Speaking personally, I've been a professional developer for almost decade and even in my relatively short career I've seen a lot of technologies come and go. I was reluctantly roped into it by my first boss, an enthusiastic Vim advocate. And since, almost nothing else (save for maybe git) beat learning vim from a return on investment perspective. From the default mac OS installation to some old Fedora box that has not been patched since the early 2000s, Vim (or its simpler brother Vi) has always been there!

And once I got used to it, I couldn't really imagine using computers any other way. I'd go so far as to say that the 'home row' concept of vim is the ergonomic ideal of keyboard based computing, and I now try to mimic that behavior everywhere -- the vimium extension in chrome, various vim plugins for vs code and sublime etc. If you're on the fence, I'd urge you to give in!

Same here, and then i discovered EVIL, the vi layer for emacs. The best of all worlds: Vim text manipulation grammar over the emacs engine.

I've used Emacs for many years, and recently switched to Spacemacs, a set of configs that kind of takes over Emacs and puts a great platform on top of it.

I frequently describe Spacemacs as a better vim than vim. Don't get me wrong, I've used vim for ages; I'll never stop editing server config with vi, nor will I stop getting mad when vi is actually vi and not vim.

But for a day to day code editor? Spacemacs is astonishingly good.

(Of course, Spacemacs is built on top of EVIL, as well as dozens of other packages. On the shoulders of giants, as we say.)

The problem with Emacs and all its modifications is that it cannot match Vim's flexible system for custom keybindings. And because of that Evil mode has the same limitation, beside its insistence to prefer using builtin Emacs functionality over emulating Vim behaviour correctly.

And the other thing that I could never get used to is that Emacs' terminals can't handle ncurses applications. I usually like to run Vim in a terminal multiplexer and combine it with various terminal utilities when needed, and Emacs doesn't support that - unless you run it in a terminal, but then Evil mode stops working properly...

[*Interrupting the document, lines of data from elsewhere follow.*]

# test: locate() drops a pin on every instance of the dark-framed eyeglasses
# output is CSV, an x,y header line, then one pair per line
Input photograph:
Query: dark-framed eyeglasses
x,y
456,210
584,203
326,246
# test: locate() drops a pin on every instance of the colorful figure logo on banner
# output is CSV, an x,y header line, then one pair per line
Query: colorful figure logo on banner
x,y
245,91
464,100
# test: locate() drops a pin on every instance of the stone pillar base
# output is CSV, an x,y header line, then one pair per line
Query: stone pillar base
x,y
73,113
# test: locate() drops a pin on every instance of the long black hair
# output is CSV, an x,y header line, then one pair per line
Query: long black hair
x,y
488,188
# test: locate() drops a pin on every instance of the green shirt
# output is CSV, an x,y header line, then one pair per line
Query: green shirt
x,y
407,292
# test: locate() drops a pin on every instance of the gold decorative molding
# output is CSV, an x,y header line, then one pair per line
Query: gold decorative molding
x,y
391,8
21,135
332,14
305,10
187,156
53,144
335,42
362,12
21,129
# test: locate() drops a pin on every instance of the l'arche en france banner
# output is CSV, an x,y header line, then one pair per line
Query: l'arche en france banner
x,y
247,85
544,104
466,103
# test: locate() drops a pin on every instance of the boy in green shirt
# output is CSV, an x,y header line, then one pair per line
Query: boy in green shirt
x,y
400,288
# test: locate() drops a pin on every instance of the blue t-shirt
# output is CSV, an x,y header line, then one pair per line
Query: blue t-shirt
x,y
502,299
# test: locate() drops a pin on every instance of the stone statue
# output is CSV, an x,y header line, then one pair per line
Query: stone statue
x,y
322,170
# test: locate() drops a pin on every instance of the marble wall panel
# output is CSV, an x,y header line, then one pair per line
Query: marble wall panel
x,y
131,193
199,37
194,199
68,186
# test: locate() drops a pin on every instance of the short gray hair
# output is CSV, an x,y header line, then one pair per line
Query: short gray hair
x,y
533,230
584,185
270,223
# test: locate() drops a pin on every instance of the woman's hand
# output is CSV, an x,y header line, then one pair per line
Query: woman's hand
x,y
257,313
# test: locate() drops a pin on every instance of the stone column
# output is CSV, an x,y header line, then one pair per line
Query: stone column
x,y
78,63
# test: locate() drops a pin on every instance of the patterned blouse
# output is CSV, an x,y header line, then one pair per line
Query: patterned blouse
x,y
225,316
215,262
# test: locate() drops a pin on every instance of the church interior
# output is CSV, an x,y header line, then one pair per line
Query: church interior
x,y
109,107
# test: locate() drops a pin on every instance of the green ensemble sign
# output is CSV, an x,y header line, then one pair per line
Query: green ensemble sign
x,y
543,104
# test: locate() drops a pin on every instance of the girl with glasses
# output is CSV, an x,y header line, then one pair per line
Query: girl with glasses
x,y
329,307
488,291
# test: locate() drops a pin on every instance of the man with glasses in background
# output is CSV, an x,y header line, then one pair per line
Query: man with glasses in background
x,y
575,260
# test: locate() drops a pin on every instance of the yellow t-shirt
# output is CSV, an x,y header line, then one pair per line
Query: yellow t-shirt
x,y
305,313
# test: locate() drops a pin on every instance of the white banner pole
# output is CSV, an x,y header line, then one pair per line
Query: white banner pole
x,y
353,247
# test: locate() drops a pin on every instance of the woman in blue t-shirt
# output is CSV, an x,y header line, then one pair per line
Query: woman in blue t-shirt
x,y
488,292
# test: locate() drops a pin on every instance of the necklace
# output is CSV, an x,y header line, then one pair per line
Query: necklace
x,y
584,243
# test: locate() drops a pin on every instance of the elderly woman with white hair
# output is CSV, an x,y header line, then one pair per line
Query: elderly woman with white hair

I'm fine with Vim, but I'm glad I tried Emacs for a while because it does have some nice ideas.

> The problem with Emacs and all its modifications is that it cannot match Vim's flexible system for custom keybindings.

Interesting, my impression was that custom keybindings was more flexible in Emacs + Evil than in Vim. It seemed easier to e.g. define new modes with separate keybindings, and if you use the GUI version, more distinct keybindings are available.

> And the other thing that I could never get used to is that Emacs' terminals can't handle ncurses applications.

It can now. The problem is that there are a lot of shells and terminals available in Emacs, so it's not always obvious which one supports what. But emacs-libvterm [1] is a "real" terminal inside Emacs, and supports ncurses apps well. (The website warns about being alpha level, but I used Emacs + Evil for about half a year, and it worked fine for me.)

[1]: https://github.com/akermu/emacs-libvterm

> I'm fine with Vim, but I'm glad I tried Emacs for a while because it does have some nice ideas.

I ended up with the same conclusion :).